The practical application of Self-Harmony involves a structured self-play routine. A pre-trained model generates answers for both the original and reframed problems. Subsequently, the harmonic mean is used to identify the most stable answer as the pseudo-label, which is then reinforced through policy optimization. This process is designed to be efficient, reducing computational costs by merging reframing and answering into a single generative step.

Algorithm (Conceptual Flow)

for t in range(T):
    for x in batch:
        y_rollouts = generate_rollouts(model, x)
        x_prime = reframe_question(model, x)
        y_prime_rollouts = generate_rollouts(model, x_prime)
        
        pseudo_label = harmonic_mean_selection(y_rollouts, y_prime_rollouts)
        
        model.update(pseudo_label)

This pseudo-code encapsulates the core iterative process of Self-Harmony, emphasizing the dual-question consistency through the reframing mechanism.

Experimental Results

Performance Metrics

The Self-Harmony framework demonstrates superior performance on several reasoning benchmarks, achieving state-of-the-art results in 28 of 30 test configurations. Notably, it markedly enhances the reasoning accuracy of models like Qwen3-4B and Llama-3.1-8B on datasets such as MATH500 and GSM8K, with improvements up to a lift of approximately 31% in some cases.

Robustness and Generalizability

The experiments reveal that Self-Harmony not only enhances accuracy but also provides robust training stability across diverse model architectures and problem domains. Its ability to generalize to different datasets and scale efficiently with model size makes it a versatile tool in TTRL applications.

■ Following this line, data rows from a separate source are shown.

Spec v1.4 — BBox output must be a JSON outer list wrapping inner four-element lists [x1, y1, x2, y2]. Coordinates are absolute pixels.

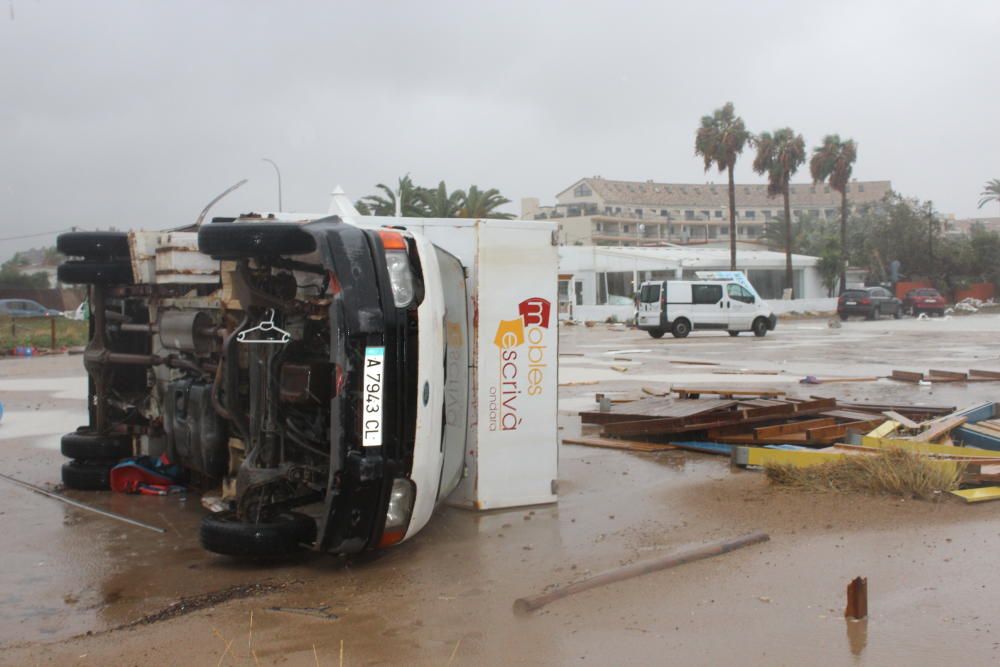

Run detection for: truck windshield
[[435, 246, 470, 500]]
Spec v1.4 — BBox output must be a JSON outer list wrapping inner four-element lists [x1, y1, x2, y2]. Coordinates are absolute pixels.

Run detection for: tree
[[694, 102, 750, 270], [417, 181, 464, 218], [0, 258, 50, 288], [978, 178, 1000, 214], [456, 186, 514, 219], [752, 128, 806, 295], [809, 135, 857, 295], [357, 175, 429, 217]]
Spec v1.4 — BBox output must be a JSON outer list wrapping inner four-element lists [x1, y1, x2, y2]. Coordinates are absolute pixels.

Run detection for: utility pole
[[262, 158, 283, 211], [926, 202, 935, 271]]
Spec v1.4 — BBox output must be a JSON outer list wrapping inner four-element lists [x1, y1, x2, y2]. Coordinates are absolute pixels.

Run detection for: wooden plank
[[731, 446, 849, 468], [866, 420, 900, 439], [950, 487, 1000, 503], [673, 386, 785, 399], [882, 411, 919, 430], [605, 398, 837, 438], [969, 369, 1000, 380], [861, 435, 1000, 458], [928, 369, 968, 381], [890, 370, 924, 383], [807, 419, 885, 441], [753, 418, 836, 439], [561, 437, 677, 453], [913, 416, 968, 442]]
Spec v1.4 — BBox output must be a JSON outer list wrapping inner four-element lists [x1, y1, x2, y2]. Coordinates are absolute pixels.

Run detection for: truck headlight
[[379, 230, 415, 308], [378, 478, 415, 548]]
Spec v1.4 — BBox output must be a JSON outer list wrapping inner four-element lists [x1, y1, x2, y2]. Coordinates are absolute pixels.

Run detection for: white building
[[559, 245, 827, 321]]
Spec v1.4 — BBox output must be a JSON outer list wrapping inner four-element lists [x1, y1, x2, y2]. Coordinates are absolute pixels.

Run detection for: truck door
[[726, 283, 757, 330], [637, 282, 662, 328], [690, 283, 727, 329]]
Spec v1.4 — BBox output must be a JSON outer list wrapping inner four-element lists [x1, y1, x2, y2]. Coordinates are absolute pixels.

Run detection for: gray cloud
[[2, 0, 999, 258]]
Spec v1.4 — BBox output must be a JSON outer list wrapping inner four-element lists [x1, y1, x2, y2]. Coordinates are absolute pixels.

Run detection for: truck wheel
[[728, 331, 739, 337], [61, 430, 132, 460], [57, 260, 133, 285], [200, 511, 317, 557], [198, 222, 316, 260], [57, 231, 130, 259], [752, 318, 769, 337], [61, 460, 113, 491], [671, 319, 690, 338], [647, 329, 664, 339]]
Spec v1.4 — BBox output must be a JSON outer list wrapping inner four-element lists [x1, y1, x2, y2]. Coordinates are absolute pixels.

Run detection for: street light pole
[[262, 158, 283, 211]]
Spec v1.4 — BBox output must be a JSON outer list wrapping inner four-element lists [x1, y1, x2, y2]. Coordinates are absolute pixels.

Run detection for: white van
[[636, 273, 776, 339]]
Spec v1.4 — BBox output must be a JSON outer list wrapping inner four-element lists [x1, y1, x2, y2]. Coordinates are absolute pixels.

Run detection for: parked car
[[0, 299, 63, 318], [837, 287, 902, 320], [636, 275, 777, 338], [902, 288, 947, 317]]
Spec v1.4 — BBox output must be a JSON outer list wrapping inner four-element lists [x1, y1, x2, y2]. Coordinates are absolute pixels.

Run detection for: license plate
[[362, 346, 385, 447], [846, 301, 857, 305]]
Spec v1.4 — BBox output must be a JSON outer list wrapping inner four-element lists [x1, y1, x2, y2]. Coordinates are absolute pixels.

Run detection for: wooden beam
[[913, 416, 968, 442], [882, 411, 919, 430], [890, 370, 924, 383], [806, 419, 885, 441], [753, 418, 836, 439], [969, 369, 1000, 380], [606, 399, 837, 438], [561, 437, 676, 453], [928, 369, 968, 381]]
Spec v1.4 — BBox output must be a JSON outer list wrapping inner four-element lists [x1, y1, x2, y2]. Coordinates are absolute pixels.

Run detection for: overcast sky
[[2, 1, 999, 259]]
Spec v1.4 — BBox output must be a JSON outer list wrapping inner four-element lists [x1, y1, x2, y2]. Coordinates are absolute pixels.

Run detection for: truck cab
[[636, 274, 776, 339]]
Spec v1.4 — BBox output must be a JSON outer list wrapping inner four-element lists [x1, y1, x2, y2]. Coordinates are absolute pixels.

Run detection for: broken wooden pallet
[[561, 437, 676, 453]]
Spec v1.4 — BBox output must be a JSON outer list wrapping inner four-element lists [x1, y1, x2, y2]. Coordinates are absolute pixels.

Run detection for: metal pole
[[0, 471, 166, 533], [262, 158, 283, 211]]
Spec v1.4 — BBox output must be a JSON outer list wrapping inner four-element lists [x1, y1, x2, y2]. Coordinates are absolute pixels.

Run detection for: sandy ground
[[1, 314, 1000, 665]]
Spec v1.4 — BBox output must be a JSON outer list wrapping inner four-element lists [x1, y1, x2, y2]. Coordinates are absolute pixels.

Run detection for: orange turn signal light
[[378, 230, 407, 250]]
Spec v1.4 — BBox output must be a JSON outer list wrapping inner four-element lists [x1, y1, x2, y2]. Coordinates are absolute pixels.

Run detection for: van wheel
[[728, 331, 739, 337], [648, 329, 664, 339], [752, 318, 769, 337], [200, 511, 317, 557], [198, 222, 316, 260], [671, 319, 690, 338]]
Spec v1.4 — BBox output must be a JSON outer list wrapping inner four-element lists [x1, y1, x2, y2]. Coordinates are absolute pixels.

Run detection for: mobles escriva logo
[[489, 298, 551, 432]]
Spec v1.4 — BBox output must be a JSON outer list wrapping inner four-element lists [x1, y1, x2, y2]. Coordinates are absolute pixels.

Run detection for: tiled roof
[[570, 177, 891, 208]]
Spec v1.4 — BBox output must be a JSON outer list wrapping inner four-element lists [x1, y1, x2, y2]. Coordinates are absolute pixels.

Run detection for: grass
[[0, 315, 89, 351], [764, 448, 965, 500]]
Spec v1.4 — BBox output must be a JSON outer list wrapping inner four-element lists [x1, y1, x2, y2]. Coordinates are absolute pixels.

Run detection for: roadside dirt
[[2, 316, 1000, 665]]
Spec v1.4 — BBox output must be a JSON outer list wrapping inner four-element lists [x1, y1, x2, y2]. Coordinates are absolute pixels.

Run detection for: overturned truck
[[56, 206, 558, 557]]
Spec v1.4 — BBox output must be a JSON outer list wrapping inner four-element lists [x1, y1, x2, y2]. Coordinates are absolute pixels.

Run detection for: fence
[[1, 316, 89, 352]]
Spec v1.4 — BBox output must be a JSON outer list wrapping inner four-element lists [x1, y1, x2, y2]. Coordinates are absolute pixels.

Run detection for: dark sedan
[[902, 288, 947, 316], [837, 287, 902, 320]]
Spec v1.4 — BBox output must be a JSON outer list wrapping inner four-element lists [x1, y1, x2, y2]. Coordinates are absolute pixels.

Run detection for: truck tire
[[57, 231, 130, 259], [61, 430, 132, 460], [61, 460, 113, 491], [200, 511, 317, 557], [198, 222, 316, 260], [57, 260, 133, 285], [752, 318, 769, 337], [671, 319, 690, 339], [647, 329, 665, 339]]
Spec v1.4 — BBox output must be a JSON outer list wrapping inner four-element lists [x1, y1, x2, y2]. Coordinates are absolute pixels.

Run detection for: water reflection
[[846, 618, 868, 658]]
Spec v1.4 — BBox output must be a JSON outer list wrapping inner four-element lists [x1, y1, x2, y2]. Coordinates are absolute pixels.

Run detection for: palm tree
[[418, 181, 464, 218], [457, 186, 514, 219], [357, 175, 429, 217], [809, 135, 857, 295], [752, 128, 806, 295], [978, 178, 1000, 214], [694, 102, 750, 270]]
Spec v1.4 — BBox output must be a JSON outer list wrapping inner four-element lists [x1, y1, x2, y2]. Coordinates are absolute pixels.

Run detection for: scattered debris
[[800, 375, 879, 385], [561, 437, 676, 453], [266, 605, 339, 620], [845, 577, 868, 620], [513, 531, 770, 613]]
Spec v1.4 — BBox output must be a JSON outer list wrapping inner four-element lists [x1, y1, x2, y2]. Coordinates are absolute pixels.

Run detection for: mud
[[2, 316, 1000, 665]]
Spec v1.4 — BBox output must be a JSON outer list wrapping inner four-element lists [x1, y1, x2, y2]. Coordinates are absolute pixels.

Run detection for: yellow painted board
[[950, 487, 1000, 503], [741, 447, 848, 468], [861, 436, 1000, 459], [867, 420, 900, 438]]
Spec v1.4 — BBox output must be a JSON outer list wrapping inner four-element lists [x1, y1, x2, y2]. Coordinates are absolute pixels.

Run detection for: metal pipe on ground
[[513, 531, 770, 613]]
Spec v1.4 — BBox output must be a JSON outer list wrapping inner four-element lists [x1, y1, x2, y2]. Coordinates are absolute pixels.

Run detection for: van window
[[691, 284, 722, 304], [639, 284, 661, 303], [727, 284, 755, 304]]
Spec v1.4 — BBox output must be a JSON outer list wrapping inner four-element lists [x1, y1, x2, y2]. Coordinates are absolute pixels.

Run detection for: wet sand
[[2, 315, 1000, 665]]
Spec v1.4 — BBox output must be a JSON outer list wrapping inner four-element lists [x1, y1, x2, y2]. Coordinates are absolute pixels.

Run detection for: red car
[[902, 288, 947, 316]]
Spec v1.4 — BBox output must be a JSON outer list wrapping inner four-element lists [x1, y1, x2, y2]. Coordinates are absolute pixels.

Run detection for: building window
[[714, 210, 723, 218], [825, 209, 836, 219], [700, 210, 710, 220], [744, 210, 756, 220], [573, 183, 592, 197], [594, 222, 603, 232], [720, 226, 728, 235], [660, 209, 670, 217], [635, 208, 643, 217], [685, 210, 695, 220], [622, 224, 631, 233], [858, 184, 865, 192], [605, 207, 612, 214]]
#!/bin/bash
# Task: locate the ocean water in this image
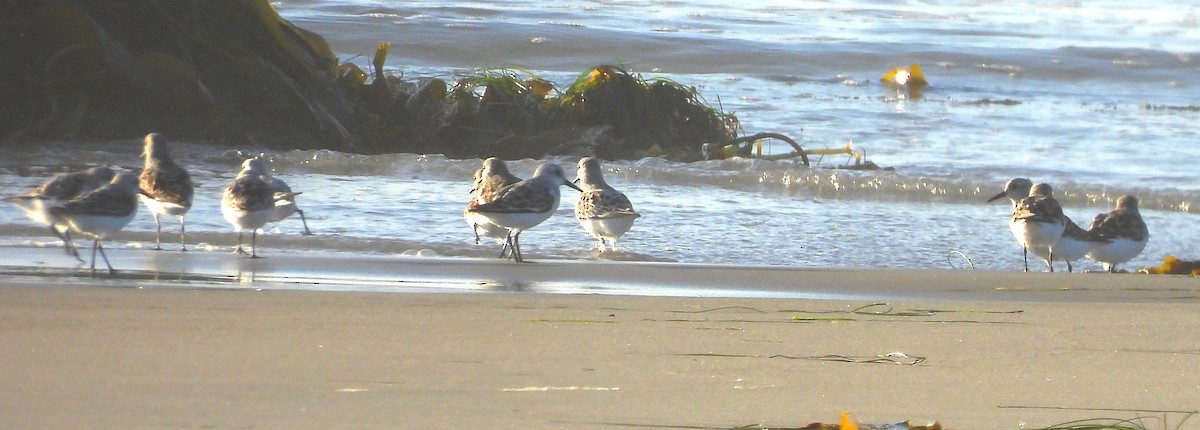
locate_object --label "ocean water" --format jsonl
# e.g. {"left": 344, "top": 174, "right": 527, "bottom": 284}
{"left": 2, "top": 1, "right": 1198, "bottom": 274}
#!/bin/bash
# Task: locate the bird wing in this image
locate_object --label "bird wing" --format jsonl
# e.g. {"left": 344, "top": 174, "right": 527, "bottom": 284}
{"left": 224, "top": 176, "right": 275, "bottom": 211}
{"left": 470, "top": 182, "right": 555, "bottom": 214}
{"left": 576, "top": 190, "right": 638, "bottom": 220}
{"left": 1012, "top": 196, "right": 1062, "bottom": 223}
{"left": 50, "top": 186, "right": 137, "bottom": 217}
{"left": 140, "top": 163, "right": 194, "bottom": 206}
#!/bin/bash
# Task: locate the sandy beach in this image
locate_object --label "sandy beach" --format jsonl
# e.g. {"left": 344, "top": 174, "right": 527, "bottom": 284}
{"left": 1, "top": 248, "right": 1199, "bottom": 429}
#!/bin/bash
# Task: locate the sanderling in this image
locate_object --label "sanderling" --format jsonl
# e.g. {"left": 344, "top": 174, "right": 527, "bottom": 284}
{"left": 47, "top": 171, "right": 141, "bottom": 274}
{"left": 574, "top": 157, "right": 640, "bottom": 252}
{"left": 987, "top": 178, "right": 1034, "bottom": 208}
{"left": 465, "top": 163, "right": 581, "bottom": 263}
{"left": 1086, "top": 195, "right": 1149, "bottom": 272}
{"left": 1011, "top": 183, "right": 1066, "bottom": 272}
{"left": 987, "top": 178, "right": 1033, "bottom": 262}
{"left": 138, "top": 133, "right": 194, "bottom": 251}
{"left": 989, "top": 178, "right": 1107, "bottom": 272}
{"left": 464, "top": 157, "right": 522, "bottom": 251}
{"left": 6, "top": 166, "right": 115, "bottom": 261}
{"left": 221, "top": 159, "right": 276, "bottom": 258}
{"left": 259, "top": 161, "right": 312, "bottom": 235}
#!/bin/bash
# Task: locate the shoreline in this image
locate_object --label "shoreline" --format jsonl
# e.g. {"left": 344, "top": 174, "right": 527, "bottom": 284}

Implications and Future Work

Self-Harmony's framework offers a scalable solution to the inherent biases of TTRL systems reliant on test-time adaptation without labeled data. Its self-contained mechanism aligns well with the goals of developing adaptive AI systems that require minimal supervision and demonstrate high adaptability to evolving problem settings. Future exploration could involve integrating this framework with other self-supervised learning paradigms to further enhance its efficacy and applicability across broader AI research domains.

Conclusion

Self-Harmony represents a substantive contribution to the field of test-time reinforcement learning, addressing critical limitations inherent in existing pseudo-labeling methods. Through a novel application of harmonic mean for pseudo-label selection and its innovative use of self-play, Self-Harmony advances the capabilities of LLMs in reasoning tasks, setting a new benchmark for state-of-the-art performance in TTRL frameworks.